Art in the Garden

An article in The New York Times (October 5, 2015) by Alva Noë about the place of art in people’s lives made me pause.

An article in The New York Times (October 5, 2015) by Alva Noë about the place of art in people’s lives made me pause. She makes the case that art begins where design stops.  This is particularly true when the design is optimal, because then it is transparent. Noë suggests the well-designed object, be it picture, performance, or garden  ‘disappears from view.’ That is the moment when the art is truly experienced.

This idea intrigued me.  As the director of the Dunn I spend a lot of time in the Gardens and, except when hurried, something always stops me on my wandering. It could be a tree in bloom, a vignette of pots and flowers, a suddenly unique view, filtered light through branches, or leaf colors that make me take a breath. Is this not art? I wonder.  

But Noë’s claim gains further credibility on reflection. As is true of all works in the Olmsted tradition, the design of the Dunn Gardens is transparent and thus does not intrude upon our experience of the landscape. The small visual moments, and the grand vistas created by the careful plans, simultaneously comfort us with their beauty and challenge our ideas. We enjoy having our habitual way of looking confronted, the commonplace made special, as we mesh our experience in the Garden with our larger understandings of such creations.

Of course, a garden has added advantages to confer over other forms of art. If the recent rash of articles is any guide, being among trees and plants is extraordinarily beneficial. So, in a well-designed garden, the visitor experiences art that helps her become mentally and physically refreshed. When visiting the Dunn, we’d like to posit, you get the two benefits at once.
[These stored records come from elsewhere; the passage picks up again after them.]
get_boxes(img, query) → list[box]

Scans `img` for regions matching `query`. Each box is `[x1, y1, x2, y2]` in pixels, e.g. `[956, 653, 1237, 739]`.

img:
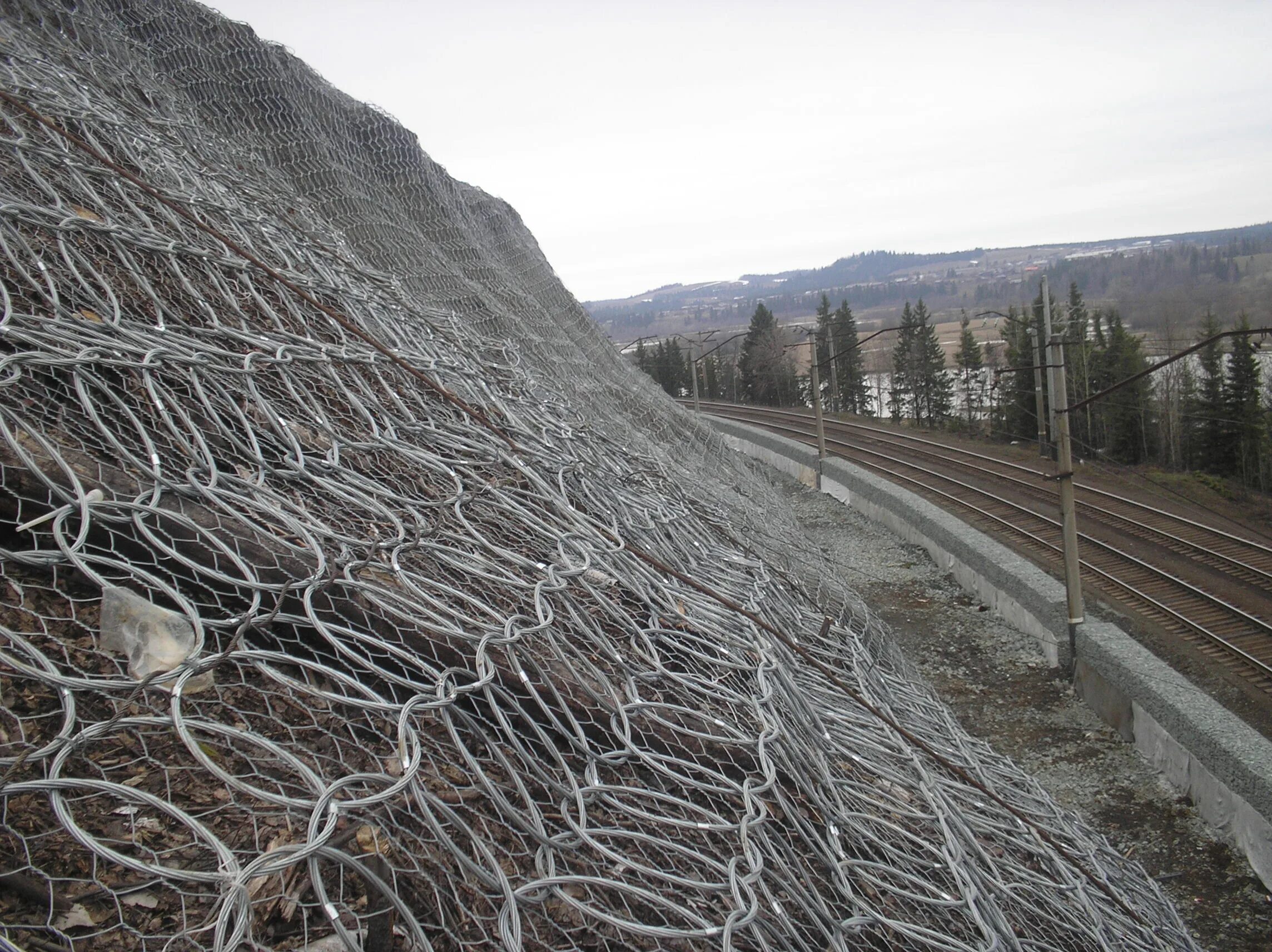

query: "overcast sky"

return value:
[213, 0, 1272, 299]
Individually this is satisfying, but there is something beyond even this. Over the course of this centennial year, the Dunn Gardens has welcomed many visitors. Perhaps it is the awareness of a significant milestone, the particular cherishing of history and preservation, but there has been more of the usual well-being and joyfulness evident. It has created a sense of community among visitors that those of us who work on behalf of the Dunn Gardens are pleased to witness. We can thank the Olmsted design and the art it allows. But, we also can thank the visitors who have enhanced the Gardens with their pleasure and their donations that help sustain it. We all are singularly lucky beneficiaries.